Today is the first day of "holidays" for me. I am determined to have good discipline and habits during my break. I feel disorganized at home so today will solve that. For me, organization and systems are how I gain productivity.

I have been enjoying twitter (although I am not too active on it). I am working on understanding the impact of social media. tomcarswell usually had good referals. Particularly enjoyed the Social Media Guide he tweeted about.

Twitter says when you go to tweet "what are you doing" and so many people put irrelevant stuff up like "eating a ham sandwich" which does not add value. Others however do share insights and refer good URLs. Interesting media.

I read "Cats the Nine Lives of Innovation" by Stephen Lundin. Good book. Lundin was the co-author of "Fish".
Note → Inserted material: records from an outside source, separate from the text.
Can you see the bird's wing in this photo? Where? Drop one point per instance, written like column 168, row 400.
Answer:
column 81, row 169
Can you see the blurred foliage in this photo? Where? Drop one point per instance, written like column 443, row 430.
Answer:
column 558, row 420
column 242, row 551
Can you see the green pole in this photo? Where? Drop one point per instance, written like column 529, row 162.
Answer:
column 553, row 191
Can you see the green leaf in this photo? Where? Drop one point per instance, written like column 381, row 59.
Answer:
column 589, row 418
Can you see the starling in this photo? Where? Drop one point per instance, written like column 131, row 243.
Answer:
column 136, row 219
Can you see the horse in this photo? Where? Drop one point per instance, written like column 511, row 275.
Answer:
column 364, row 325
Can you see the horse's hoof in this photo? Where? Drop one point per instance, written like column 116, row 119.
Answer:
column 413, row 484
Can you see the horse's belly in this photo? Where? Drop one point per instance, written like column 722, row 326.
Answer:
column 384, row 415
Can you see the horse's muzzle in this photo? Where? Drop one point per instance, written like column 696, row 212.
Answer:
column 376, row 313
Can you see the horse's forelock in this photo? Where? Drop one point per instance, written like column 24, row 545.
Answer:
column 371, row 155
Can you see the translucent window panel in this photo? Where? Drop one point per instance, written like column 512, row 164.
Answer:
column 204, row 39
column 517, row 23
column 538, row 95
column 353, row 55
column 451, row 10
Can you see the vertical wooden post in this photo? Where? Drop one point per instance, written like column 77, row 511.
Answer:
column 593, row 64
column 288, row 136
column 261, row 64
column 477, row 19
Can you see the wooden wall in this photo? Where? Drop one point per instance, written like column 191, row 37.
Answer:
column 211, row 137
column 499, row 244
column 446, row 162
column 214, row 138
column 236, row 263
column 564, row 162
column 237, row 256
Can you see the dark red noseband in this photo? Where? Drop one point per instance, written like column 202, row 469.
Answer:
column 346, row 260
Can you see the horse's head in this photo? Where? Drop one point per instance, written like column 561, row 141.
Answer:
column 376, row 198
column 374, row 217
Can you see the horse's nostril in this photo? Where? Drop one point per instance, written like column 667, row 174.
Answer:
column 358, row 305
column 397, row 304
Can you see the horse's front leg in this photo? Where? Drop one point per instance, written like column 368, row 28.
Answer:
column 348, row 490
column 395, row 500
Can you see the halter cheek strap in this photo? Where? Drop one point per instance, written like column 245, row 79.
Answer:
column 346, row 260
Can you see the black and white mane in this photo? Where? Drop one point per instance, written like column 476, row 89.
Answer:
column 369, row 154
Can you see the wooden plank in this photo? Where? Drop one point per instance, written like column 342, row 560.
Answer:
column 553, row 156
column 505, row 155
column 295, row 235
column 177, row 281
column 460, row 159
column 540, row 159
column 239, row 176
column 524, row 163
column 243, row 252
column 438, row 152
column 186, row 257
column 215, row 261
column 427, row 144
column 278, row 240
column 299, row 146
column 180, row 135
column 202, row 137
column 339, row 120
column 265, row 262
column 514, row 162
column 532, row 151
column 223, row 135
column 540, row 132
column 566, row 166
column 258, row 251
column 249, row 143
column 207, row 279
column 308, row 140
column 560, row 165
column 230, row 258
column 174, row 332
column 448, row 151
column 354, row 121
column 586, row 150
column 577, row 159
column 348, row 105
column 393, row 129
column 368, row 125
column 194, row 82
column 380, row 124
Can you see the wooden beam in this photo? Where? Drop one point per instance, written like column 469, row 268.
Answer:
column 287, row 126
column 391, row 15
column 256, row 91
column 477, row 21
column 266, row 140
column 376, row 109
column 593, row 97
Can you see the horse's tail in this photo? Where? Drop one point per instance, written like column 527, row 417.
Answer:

The book as the titles implies is about innovation and how companies and people can become more innovative. His thesis is that innovation and creativity can be learned and there are certain things that can be done to enhance creativity.

One concept I liked was his authentic energy concept. Authentic energy is energy that flows from choice and commitment rather than obligation or fear.

In an interesting paradox he talks about lack of clutter and quietness as being one way to get to creativity and in other chapters he talks about the need for uniqueness, clutter and social interaction. The two concepts seem somewhat opposing; however, I certainly understand where he is coming from and I think different creativity needs different things at different times.

One thing that I constantly use to enhance my creativity is reading. I think that is one of my biggest creativity enhancers.

The forward of the book was written by Tony Buzan who originated the mind map so the book talks a lot about mind maps as the creative way of getting to solutions. I have used mind maps for years.

Good short book and I highly recommend it.